Subsequent case law in the District of Columbia has distilled the Hines standard into two elements: (1) possession without criminal intent, and (2) intent to take the item to the police as soon as *315 possible. Stewart v United States, 439 A2d 461, 463 (DC App, 1981). Similarly, New York has long recognized a defense of temporary innocent posssession to weapon charges. In People v Harmon, 7 App Div 2d 159; 180 NYS2d 939 (1959), the Court ruled, in a case where the defendant testified that he had just taken the weapon from someone using it against him in a fight, that if a defendant produces testimony showing a legal excuse for possession of the weapon, the trial court errs in refusing to submit that defense to the jury. The statutes in these jurisdictions are similar to Michigan's, and their courts have also defined weapons possession as a general intent crime. Logan v United States, 402 A2d 822 (DC App, 1979); People v Messado, 49 App Div 2d 560; 370 NYS2d 616 (1975). We think it consistent with the statute's purpose to hold that momentary or brief possession of a weapon resulting from the disarming of a wrongful possessor is a valid defense against a charge of carrying a concealed weapon if the possessor had the intention of delivering the weapon to the police at the earliest possible time.

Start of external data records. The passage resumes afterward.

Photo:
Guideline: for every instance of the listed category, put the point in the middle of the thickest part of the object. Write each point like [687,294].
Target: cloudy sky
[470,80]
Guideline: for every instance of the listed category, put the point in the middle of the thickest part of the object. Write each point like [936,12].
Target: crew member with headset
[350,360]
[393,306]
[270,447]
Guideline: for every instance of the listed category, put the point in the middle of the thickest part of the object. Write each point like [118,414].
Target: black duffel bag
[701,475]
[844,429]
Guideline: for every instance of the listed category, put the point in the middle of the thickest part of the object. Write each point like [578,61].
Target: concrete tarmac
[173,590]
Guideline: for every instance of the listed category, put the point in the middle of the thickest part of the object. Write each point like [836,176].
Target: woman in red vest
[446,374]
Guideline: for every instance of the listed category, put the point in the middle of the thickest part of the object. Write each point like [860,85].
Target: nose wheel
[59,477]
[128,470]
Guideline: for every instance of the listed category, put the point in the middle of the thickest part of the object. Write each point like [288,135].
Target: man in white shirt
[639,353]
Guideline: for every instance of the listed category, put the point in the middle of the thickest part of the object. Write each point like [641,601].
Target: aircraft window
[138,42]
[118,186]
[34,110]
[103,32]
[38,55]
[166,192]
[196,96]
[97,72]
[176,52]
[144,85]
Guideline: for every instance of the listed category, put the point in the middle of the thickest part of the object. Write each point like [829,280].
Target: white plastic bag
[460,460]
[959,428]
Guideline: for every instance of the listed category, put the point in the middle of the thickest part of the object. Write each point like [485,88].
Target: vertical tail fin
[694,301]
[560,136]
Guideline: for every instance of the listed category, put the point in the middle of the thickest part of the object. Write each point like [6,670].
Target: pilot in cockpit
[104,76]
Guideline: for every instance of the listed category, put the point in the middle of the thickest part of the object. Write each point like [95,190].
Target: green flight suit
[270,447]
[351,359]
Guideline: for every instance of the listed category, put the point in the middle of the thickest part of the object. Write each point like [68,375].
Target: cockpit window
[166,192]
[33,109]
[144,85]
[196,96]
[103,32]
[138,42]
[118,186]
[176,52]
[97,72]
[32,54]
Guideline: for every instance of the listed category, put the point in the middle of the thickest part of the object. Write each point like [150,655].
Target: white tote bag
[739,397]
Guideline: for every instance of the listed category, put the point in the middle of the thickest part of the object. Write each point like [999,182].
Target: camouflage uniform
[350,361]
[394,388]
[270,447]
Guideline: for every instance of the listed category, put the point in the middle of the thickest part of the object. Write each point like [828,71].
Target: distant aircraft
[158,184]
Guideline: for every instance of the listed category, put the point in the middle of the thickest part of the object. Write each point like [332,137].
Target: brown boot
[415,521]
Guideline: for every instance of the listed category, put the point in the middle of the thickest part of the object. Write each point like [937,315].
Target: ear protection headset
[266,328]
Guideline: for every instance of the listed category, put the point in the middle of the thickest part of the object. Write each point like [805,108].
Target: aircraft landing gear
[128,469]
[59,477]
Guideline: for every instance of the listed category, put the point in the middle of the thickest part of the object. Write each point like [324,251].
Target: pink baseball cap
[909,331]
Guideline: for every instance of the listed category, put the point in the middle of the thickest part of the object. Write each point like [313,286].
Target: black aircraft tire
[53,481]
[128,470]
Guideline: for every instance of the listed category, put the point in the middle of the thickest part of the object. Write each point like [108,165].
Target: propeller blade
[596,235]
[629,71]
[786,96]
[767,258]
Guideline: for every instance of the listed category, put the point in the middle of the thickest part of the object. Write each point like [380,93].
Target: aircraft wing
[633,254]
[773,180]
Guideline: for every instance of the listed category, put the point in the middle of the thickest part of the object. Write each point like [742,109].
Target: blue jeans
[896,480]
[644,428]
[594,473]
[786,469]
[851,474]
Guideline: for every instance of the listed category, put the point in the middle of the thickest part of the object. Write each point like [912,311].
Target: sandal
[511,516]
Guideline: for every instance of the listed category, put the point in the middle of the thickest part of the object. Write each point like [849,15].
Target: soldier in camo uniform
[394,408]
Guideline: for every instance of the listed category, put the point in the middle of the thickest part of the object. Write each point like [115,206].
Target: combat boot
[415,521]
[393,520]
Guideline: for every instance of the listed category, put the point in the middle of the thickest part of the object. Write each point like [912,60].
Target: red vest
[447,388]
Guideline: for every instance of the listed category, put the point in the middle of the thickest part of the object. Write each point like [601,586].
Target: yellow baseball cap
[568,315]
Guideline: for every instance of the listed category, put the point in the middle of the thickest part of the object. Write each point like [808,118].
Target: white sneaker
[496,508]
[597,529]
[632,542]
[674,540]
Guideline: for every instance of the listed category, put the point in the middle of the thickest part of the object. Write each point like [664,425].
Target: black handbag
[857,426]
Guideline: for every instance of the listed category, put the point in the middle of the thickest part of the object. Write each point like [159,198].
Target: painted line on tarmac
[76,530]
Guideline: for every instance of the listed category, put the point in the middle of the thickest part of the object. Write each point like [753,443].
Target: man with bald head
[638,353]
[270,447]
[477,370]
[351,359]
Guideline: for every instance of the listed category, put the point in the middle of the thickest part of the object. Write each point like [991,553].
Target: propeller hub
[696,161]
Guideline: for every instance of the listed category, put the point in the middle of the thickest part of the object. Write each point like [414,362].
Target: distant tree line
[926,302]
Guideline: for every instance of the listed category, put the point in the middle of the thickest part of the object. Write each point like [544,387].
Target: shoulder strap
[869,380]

The testimony in this case would have warranted an instruction to this effect. All of the eyewitnesses indicated it was a very short time between the scuffle with the complainant and the encounter with the security guard in the parking lot.

The prosecution argues that this Court impliedly rejected this defense in People v Grandberry, 102 Mich App 769; 302 NW2d 573 (1980), but we think Grandberry is not inconsistent with the limited exception we have drawn here. The trial court in Grandberry had found that the defendant took the knife from another inmate in a peacemaking capacity. This Court ruled that that did not invalidate the defendant's carrying a concealed weapon *316 conviction because the defendant intended to return the knife to the prisoner who owned it, not to relinquish it to the proper authorities. Similarly, testimony in this case, including Perry's own testimony that defendant walked towards him as Perry entered the parking lot, supports an inference that defendant intended to relinquish the weapon. Nor do we find our limited holding is inconsistent with People v Townsel, 13 Mich App 600; 164 NW2d 776 (1968), in which this Court noted that self-protection is not a defense to carrying a concealed weapon.

Reversed and remanded for proceedings consistent with this opinion.

NOTES

[*] Circuit judge, sitting on the Court of Appeals by assignment.